Montana man sentenced to prison for human trafficking

BIG FALLS — Lavondrick Terelle Hogues of New Mexico, who was convicted of aggravated promotion of prostitution in June 2021, was sentenced Friday in Billings.

While keeping in touch and directing activities through phone calls and text messages, Terelle Hogues sent a 17-year-old woman and girl across the country to work as prostitutes in 2015, including in New Mexico, in Texas, North Dakota, and Montana.

An undercover agent from the Montana Criminal Investigation Division found a posting on a website that offered “escort services.” He called the phone number and made arrangements to meet at a Billings hotel.

Upon entering the room, he identified himself as a police officer and learned that one of the women was only 17 years old. The woman traveling with the minor was convicted of the crime of promoting prostitution in 2016.

The investigation revealed that the woman was constantly reporting her, location, activities, customers and how much money they were making and spending, and sending pictures to Hogues.

Hogues made comments that they “better make some money”. Hogues and the woman also sent money back and forth via wire transfer and wire transfer.

Hogues was eventually arrested by New Mexico authorities and extradited to Montana and pleaded not guilty to the charges.

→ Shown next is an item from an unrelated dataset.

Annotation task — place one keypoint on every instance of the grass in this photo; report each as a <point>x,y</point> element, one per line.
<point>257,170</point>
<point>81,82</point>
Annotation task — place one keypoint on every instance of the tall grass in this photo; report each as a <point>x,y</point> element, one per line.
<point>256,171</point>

District Judge Donald Harris of the Yellowstone County District Court sentenced Hogues on Friday to 15 years in Montana State Prison, including three years suspended.

“Our DOJ investigators and prosecutors have followed this multi-year case and have done an excellent job in winning a conviction that led to this sentence. Human and sex trafficking occurs in Montana, and we will continue our work to eliminate these crimes,” Montana Attorney General Austin Knudsen said in a press release. “It’s one of my top priorities as Attorney General to combat human trafficking in Montana, which includes finding these predators and holding them accountable.”

The case was prosecuted by attorneys for the Montana Department of Justice (DOJ) following an investigation by the DOJ’s Department of Criminal Investigations (DCI).